The arbitrator sided with the district.
“This is a win for our students,” said Superintendent Robert Runcie. “We recognize the health concerns of our teachers and will continue to balance their needs with the needs of students who are struggling and must be back in a safe and healthy school for face-to-face learning.”
But the arbitrator also ruled that principals are now required to provide documentation justifying their rejections of accommodations for teachers.
“It was a win-win for both, knowing that our teachers can have more detailed conversations with the principals, and I did get a couple of calls last night that some of the principals understood the arbitrator’s award and respect it and a couple more teachers were granted accommodations, so it’s a work in progress,” said BTU president Anna Fusco about the arbitrator’s decision.
A small group of union members, along with parents and a high school student, held a small, socially distant demonstration outside the school board building Tuesday.

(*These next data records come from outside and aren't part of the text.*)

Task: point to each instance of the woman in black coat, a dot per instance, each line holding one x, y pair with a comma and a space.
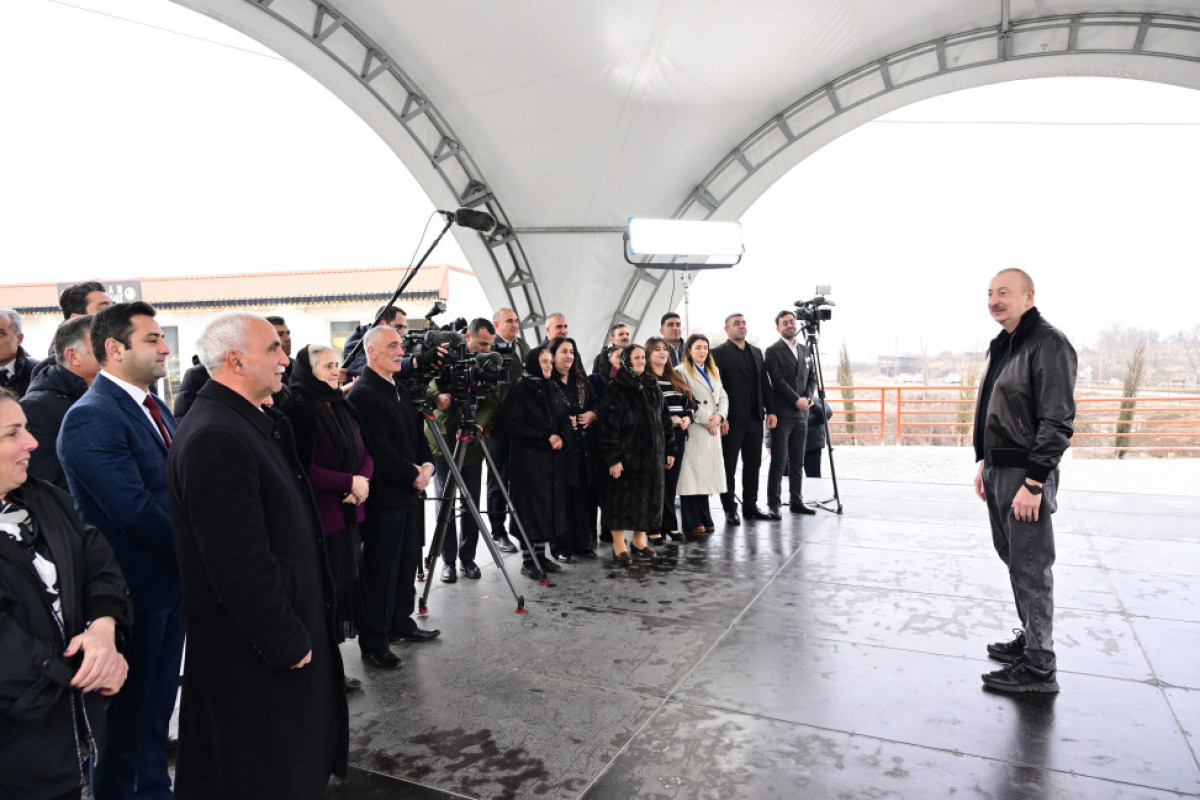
64, 608
538, 426
329, 443
635, 439
579, 536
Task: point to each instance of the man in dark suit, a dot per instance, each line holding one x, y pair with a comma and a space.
394, 529
744, 377
671, 330
16, 367
793, 384
509, 343
113, 447
263, 713
618, 336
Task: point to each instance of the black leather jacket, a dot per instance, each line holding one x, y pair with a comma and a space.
1027, 417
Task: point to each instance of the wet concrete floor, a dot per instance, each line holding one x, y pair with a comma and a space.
828, 656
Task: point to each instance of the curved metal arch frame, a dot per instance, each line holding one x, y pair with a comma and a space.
1168, 36
346, 43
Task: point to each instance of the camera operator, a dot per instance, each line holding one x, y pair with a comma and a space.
448, 414
618, 336
509, 343
793, 384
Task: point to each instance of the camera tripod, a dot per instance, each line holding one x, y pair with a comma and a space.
811, 337
454, 483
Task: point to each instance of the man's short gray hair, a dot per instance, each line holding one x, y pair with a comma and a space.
375, 334
229, 331
13, 319
72, 335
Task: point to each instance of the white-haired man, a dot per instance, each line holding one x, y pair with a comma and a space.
263, 711
395, 516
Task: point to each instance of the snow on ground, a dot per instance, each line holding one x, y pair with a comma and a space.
913, 464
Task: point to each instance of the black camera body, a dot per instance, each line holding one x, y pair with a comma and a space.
810, 313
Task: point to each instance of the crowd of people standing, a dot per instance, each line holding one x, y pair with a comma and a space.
124, 509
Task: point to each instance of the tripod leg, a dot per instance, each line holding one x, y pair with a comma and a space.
825, 422
525, 537
473, 509
445, 513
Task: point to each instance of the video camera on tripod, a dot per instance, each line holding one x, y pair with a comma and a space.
810, 313
468, 377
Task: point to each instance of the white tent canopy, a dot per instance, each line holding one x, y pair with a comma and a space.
565, 119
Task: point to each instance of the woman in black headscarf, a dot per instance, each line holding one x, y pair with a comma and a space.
64, 612
340, 468
579, 537
539, 428
635, 443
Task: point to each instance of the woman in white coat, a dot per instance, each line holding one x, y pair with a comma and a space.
703, 465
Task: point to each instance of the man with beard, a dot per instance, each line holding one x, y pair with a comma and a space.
394, 529
744, 376
113, 447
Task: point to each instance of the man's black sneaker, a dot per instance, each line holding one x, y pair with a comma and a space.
1008, 651
1021, 677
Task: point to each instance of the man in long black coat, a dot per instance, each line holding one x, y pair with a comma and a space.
394, 529
744, 377
263, 710
793, 385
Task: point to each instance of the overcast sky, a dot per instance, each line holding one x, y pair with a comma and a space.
166, 143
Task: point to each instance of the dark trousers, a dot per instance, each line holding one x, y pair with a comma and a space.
695, 512
786, 449
1027, 551
669, 522
135, 761
462, 537
813, 462
497, 511
581, 521
391, 552
744, 439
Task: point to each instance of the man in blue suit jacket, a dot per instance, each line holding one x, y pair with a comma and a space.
113, 446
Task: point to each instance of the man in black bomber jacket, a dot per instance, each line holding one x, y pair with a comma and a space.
1024, 423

“I’m very concerned about the health of our teachers and the health of everyone in our schools, the personnel, I’m concerned about the students, if we’re having too many students come back in, too many teachers come back in, that’s not safe for anybody, and that’s not safe for the community at large,” said Nancy Fry, who has a child in elementary school.
The Centers for Disease Control and Prevention Tuesday urged a return to classroom instruction nationally, saying classrooms are safe if the proper protocols are followed.
“I know that my well-being as a student and my progress as a student depends on the well-being of my teachers,” said Fort Lauderdale High School senior Rocco Diaz.
The BTU is especially upset that investigators searched the social media pages of teachers who were demanding accommodations and found several who were not following pandemic safety guidelines.
“To put out so many teachers and support staff’s names that they had accommodations was extremely unprofessional. I think it’s borderline unethical. We’re checking into it, and it’s 100% deplorable and wrong. It was unnecessary,” Fusco said.
The district’s employee policies are explicit and clear that social media pages can be inspected at any time by administrators. It’s also common in any civil litigation for lawyers to investigate a plaintiff’s social media posts.